As China's banking reform accelerates ahead of the full opening up of the local market to foreign banks in 2007, financial institutions and analysts are urging for a faster pace in introducing asset securitization to facilitate reform efforts.
Participants at a high-profile seminar Tuesday agreed that securitization, especially that of problem loans, could help Chinese banks improve their capital adequacy levels and quicken the resolution of the massive non-performing loans (NPLs) issue.
Since it originated in the 1970s, asset securitization has now become a popular financing technique in developed countries.

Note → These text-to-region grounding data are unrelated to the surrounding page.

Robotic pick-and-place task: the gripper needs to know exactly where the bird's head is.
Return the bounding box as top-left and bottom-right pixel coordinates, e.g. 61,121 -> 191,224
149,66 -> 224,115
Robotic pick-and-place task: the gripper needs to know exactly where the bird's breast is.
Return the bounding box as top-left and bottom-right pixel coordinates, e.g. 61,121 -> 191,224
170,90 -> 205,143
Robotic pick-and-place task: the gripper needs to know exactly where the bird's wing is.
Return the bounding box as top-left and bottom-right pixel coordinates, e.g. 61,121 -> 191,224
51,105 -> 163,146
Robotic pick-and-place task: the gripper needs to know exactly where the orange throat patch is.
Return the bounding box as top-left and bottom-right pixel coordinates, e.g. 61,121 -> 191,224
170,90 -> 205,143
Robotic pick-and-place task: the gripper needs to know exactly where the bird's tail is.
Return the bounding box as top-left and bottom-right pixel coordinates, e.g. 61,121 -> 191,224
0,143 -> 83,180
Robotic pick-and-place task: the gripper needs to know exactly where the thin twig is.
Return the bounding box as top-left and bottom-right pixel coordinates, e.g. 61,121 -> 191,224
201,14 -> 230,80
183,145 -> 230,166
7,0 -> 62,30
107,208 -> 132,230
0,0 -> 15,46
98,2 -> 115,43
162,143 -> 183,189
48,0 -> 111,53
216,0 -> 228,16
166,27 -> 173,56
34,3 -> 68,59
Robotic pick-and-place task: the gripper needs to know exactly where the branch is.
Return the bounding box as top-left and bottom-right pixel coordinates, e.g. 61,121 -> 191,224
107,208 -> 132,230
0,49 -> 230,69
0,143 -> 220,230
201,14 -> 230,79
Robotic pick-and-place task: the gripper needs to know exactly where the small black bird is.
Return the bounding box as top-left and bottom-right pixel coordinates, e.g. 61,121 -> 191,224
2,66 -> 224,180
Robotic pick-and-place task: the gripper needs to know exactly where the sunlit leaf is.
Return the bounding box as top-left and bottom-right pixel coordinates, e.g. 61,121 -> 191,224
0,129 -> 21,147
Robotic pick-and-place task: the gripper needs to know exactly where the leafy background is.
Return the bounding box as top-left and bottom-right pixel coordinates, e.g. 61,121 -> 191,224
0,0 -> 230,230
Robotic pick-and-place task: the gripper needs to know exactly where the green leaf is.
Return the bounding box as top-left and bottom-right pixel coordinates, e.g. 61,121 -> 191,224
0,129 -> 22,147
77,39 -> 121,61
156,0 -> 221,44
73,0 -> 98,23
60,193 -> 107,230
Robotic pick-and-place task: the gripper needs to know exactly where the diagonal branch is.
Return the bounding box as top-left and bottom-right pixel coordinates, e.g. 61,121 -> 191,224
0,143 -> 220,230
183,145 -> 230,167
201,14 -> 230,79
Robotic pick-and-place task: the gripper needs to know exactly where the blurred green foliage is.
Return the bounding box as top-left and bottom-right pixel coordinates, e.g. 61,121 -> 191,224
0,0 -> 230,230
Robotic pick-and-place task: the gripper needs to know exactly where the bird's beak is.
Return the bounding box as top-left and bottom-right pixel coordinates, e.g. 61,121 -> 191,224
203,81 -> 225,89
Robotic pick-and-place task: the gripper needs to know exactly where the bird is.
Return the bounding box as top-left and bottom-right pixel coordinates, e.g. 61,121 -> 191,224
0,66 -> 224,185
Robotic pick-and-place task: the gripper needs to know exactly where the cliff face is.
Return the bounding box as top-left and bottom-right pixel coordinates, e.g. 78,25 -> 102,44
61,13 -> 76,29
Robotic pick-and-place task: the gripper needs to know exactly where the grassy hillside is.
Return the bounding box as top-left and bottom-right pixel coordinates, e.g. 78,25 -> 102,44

But China's financial authorities have not allowed financial institutions to conduct securitization largely due to legal barriers and risk concerns, although banks and asset management companies have been pushing hard to try the efficient tool.
"It's time that pilot programs are quickened," Yang Kaisheng, president of China Huarong Asset Management Corporation, said at the 2004 China Securitization Forum held Tuesday.
"To contain risks, we can start with private placements," he added.
As a structured financing technique that repackages the cash flow generated from underlying assets into tradable securities, asset securitization could help Chinese banks raise capital adequacy ratios by transforming liquid assets into securities, experts said.
Most Chinese banks fail to meet an 8 percent minimum requirement of capital adequacy. Furthermore, their rapidly-growing loan portfolios, part of which are feared prone to go sour, keep bringing down capital adequacy ratios.
The technique is especially needed by China's four asset management companies (AMCs), including Yang's, to quicken their disposal of NPLs transferred from the nation's four State-owned commercial banks, and reduce disposal costs.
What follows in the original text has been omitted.